The SW6000 Conference Display Application (CDA) was installed on a computer next to the podium clearly showing a speech time counter, allowing the speakers to monitor their speech time and be clearly warned 1 minute before the time was ending. When the speech time counter reached 4 minutes, the microphone was automatically turned off by the software, thus ensuring equal time for all and that schedules were kept.
Another challenge is to capture live video of speakers. An automatic camera tracking system receives microphone on/off events from the DIS-CCU via TCP/IP and controls a total of 13 PTZ robotic cameras. All seats in the hall have camera presets for at least two cameras so that camera movement is not displayed.
A video mixer is set up to mix camera video with the video from a PC running SW6000 CDA so that the name of the speaker and the remaining speech time is displayed at the bottom of the large hall displays, streamed on the internet and recorded.
The chairman and the directors on the podium running the meeting have touch screens displays with motorized lifts, video feed to view who is speaking and for the President seat the ability to use the SW6000 Conference User Application to view speaker and request lists, view agenda and voting results and also a visualization of the room pictographic diagram (Mimic) with colored dots allowing him to see where all the microphones are and quickly understand where the delegate with the open microphone is positioned in the room.

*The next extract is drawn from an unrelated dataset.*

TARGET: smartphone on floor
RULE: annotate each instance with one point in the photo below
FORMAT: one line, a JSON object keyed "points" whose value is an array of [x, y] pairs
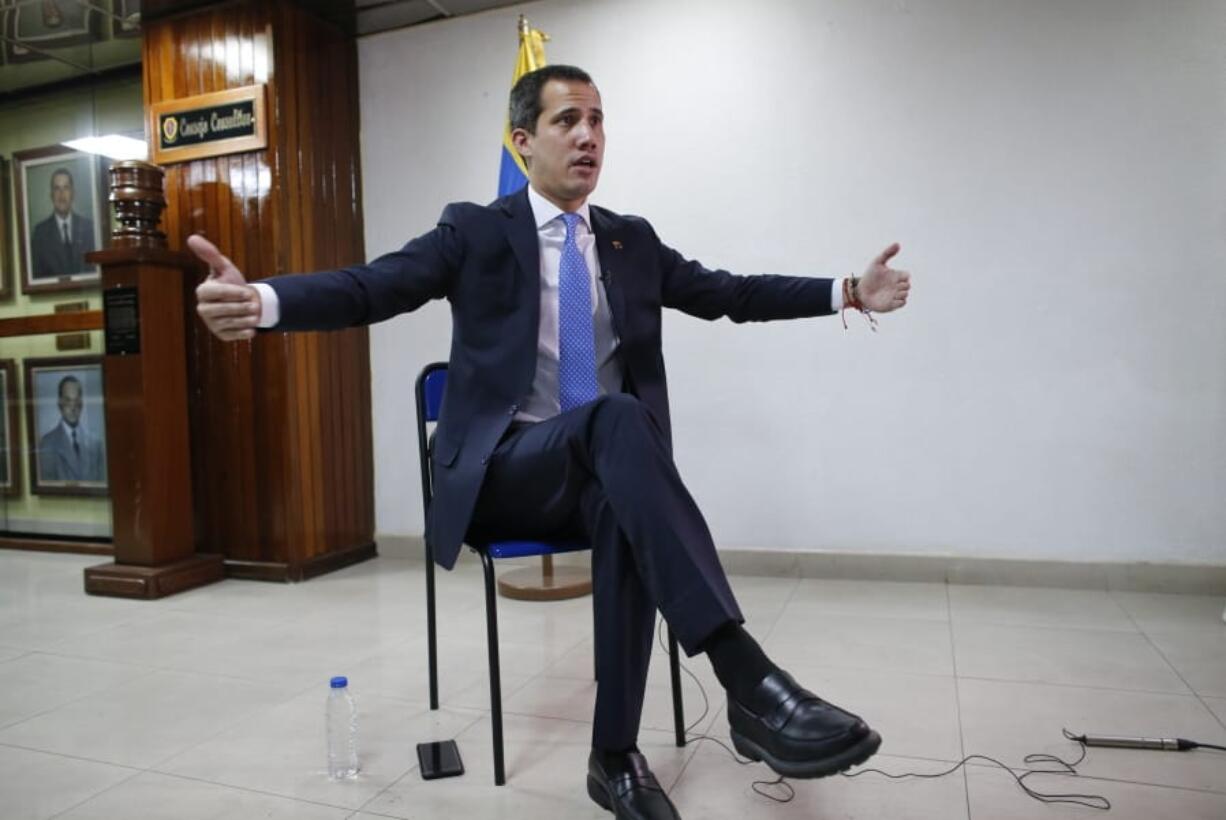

When having delegations from over 193 countries, one of the most sensitive aspects of this assembly is audio quality and speech intelligibility for people to be able to understand each other despite language barriers. When delegations from 193 member states of the UN participate in the meeting it is necessary to offer high quality simultaneous interpretation for several languages such as the six official UN languages English, Spanish, French, Russian, Arabic and Chinese, and in some cases other languages such as Portuguese and Italian.
The meeting participants were able to choose the language they preferred to listen to through the approximately 2000 channel selectors, which are part of the conference system, installed in the tables of each delegation.
Among the technological innovations that were used at the event, the UN also acquired the first 50 units of the wireless conference system (MXCW) for the African continent. The wireless system was combined with the wired system through network interfaces (ANI4IN and ANI22) connected to the transceiver antenna (MXCWAPT) via Dante to provide up to 6 interpretation languages in this mobile kit that could be used in ad hoc meetings.
Such a grandiose event could not have a better outcome than a perfect technical performance. The whole system behaved very well without failures or problems which has made me believe that the secret of any project in the end is always a balance between proper planning, well done installation, and up-to-date maintenance.
In conclusion, Conference systems with high intelligibility and quality are important not only to global institutions like the UN but to the entire planet. It is possible to say that a well-made installation using high quality audio equipment improves the understanding between nations when it is important – something which is beneficial for all of us.